Mais aussi la main et le pied qui battent le rythme. Le souffle,
la gorge, la langue, le diaphragme de la personne qui chante. La
dextérité des doigts, des paumes, des lèvres
de l’instrumentiste.
Et que dire de l’émotion ! Qui peut résister
à un langoureux tango, à un duo Ella Fitzgerald et
Louis Armstrong, à un andante de Mozart, à un élan
de Beethoven, « ce sourd qui entendait Dieu » (A. Bourdelle)

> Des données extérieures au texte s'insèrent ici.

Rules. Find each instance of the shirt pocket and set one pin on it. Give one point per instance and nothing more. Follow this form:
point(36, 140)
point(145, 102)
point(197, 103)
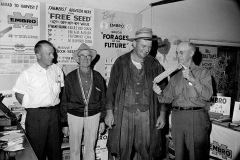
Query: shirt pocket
point(56, 87)
point(97, 93)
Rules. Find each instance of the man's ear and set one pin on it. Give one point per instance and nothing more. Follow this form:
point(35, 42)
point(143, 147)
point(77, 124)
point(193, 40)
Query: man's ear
point(38, 55)
point(192, 53)
point(134, 43)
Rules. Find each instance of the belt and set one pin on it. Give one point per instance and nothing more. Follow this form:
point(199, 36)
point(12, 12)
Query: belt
point(186, 108)
point(50, 107)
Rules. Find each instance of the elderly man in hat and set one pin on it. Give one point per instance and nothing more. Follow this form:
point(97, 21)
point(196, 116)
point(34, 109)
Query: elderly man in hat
point(134, 115)
point(83, 105)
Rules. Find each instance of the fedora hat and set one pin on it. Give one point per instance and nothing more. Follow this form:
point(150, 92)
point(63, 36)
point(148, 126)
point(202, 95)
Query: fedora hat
point(143, 33)
point(82, 47)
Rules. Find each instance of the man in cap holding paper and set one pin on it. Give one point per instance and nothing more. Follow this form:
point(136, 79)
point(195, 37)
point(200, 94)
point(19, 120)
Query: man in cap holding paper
point(83, 104)
point(134, 115)
point(189, 91)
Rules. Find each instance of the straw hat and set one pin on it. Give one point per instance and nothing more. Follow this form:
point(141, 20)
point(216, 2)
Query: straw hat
point(143, 33)
point(82, 47)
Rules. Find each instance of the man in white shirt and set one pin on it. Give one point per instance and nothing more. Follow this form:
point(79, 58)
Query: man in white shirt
point(37, 89)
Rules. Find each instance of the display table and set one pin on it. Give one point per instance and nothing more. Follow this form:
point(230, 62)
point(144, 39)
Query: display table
point(26, 154)
point(224, 141)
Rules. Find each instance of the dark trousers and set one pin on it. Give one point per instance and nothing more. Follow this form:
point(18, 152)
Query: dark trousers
point(135, 136)
point(191, 134)
point(43, 132)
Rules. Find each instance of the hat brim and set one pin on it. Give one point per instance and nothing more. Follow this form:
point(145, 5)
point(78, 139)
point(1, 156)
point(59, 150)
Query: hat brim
point(145, 38)
point(75, 54)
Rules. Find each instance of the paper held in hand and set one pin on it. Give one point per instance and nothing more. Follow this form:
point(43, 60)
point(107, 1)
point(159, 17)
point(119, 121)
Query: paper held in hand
point(166, 73)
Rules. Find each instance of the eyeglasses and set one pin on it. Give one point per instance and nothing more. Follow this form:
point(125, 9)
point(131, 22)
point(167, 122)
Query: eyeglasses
point(182, 52)
point(85, 57)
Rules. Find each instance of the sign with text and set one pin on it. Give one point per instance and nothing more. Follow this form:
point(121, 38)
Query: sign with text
point(69, 26)
point(236, 112)
point(220, 104)
point(19, 23)
point(209, 54)
point(224, 143)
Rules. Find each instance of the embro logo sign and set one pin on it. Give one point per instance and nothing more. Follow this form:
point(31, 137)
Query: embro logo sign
point(27, 21)
point(221, 150)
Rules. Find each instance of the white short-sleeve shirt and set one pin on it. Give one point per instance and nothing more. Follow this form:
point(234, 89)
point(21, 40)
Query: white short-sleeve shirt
point(40, 86)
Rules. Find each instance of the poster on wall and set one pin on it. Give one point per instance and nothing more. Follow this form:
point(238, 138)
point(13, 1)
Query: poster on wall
point(112, 31)
point(209, 55)
point(68, 27)
point(19, 32)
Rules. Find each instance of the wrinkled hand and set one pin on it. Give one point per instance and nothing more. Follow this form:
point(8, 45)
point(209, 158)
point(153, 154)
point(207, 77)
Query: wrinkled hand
point(101, 127)
point(161, 121)
point(65, 131)
point(156, 88)
point(109, 119)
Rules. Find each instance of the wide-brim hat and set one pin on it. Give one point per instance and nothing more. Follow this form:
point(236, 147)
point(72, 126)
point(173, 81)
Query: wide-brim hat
point(143, 33)
point(82, 47)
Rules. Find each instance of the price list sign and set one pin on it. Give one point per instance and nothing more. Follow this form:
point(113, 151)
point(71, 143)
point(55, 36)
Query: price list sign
point(68, 26)
point(220, 104)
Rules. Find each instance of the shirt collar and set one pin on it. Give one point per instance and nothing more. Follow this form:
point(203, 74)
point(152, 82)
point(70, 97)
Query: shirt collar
point(40, 68)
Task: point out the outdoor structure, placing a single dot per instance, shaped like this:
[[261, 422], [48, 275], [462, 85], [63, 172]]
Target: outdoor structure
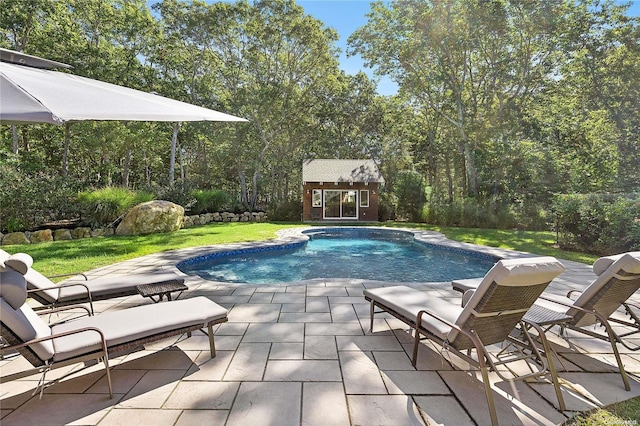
[[345, 190]]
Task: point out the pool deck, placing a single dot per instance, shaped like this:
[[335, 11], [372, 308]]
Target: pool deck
[[302, 354]]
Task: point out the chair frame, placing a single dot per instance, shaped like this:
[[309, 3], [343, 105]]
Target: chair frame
[[14, 343], [485, 361]]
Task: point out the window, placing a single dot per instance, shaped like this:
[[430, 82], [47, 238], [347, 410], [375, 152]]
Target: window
[[364, 198], [317, 198]]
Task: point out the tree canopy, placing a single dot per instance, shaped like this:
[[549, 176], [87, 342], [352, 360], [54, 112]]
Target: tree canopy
[[501, 103]]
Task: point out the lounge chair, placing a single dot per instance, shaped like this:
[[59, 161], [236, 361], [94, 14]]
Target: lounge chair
[[93, 337], [48, 294], [491, 314], [600, 303]]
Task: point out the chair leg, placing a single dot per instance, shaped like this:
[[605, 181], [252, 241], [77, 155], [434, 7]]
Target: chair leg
[[212, 346], [371, 312], [484, 370]]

? Il n’y a pas de musique sans émotion, expérience
de chaleur intérieure ou frisson donnant la chair de poule.
L’émotion déborde même l’audition
elle-même, comme le disait Sacha Guitry dans son célèbre
mot : « O privilège du génie ! Quand on entend
une œuvre de Mozart, le silence qui suit est encore de Mozart
». Voilà bien pourquoi nous écoutons et réécoutons
sans cesse nos chansons, nos danses ou nos pièces musicales
favorites : pour nous exposer de nouveau à l’émotion
et au plaisir qu’elles nous procurent.
L’humain est l’animal musical. Dans l’expérience
de la musique, ne trouve-t-on pas la plus haute preuve de sa dimension
spirituelle et communautaire ? N’y a-t-il pas là un
des indices les plus parlants de la transcendance de l’humain
et de son esprit ? Un des signes les plus pressants de l’existence
d’un Transcendant ? Il aurait raison, celui qui a dit que
« Dieu nous a donné la capacité de faire la
musique, mais il n’a pas écrit la partition ».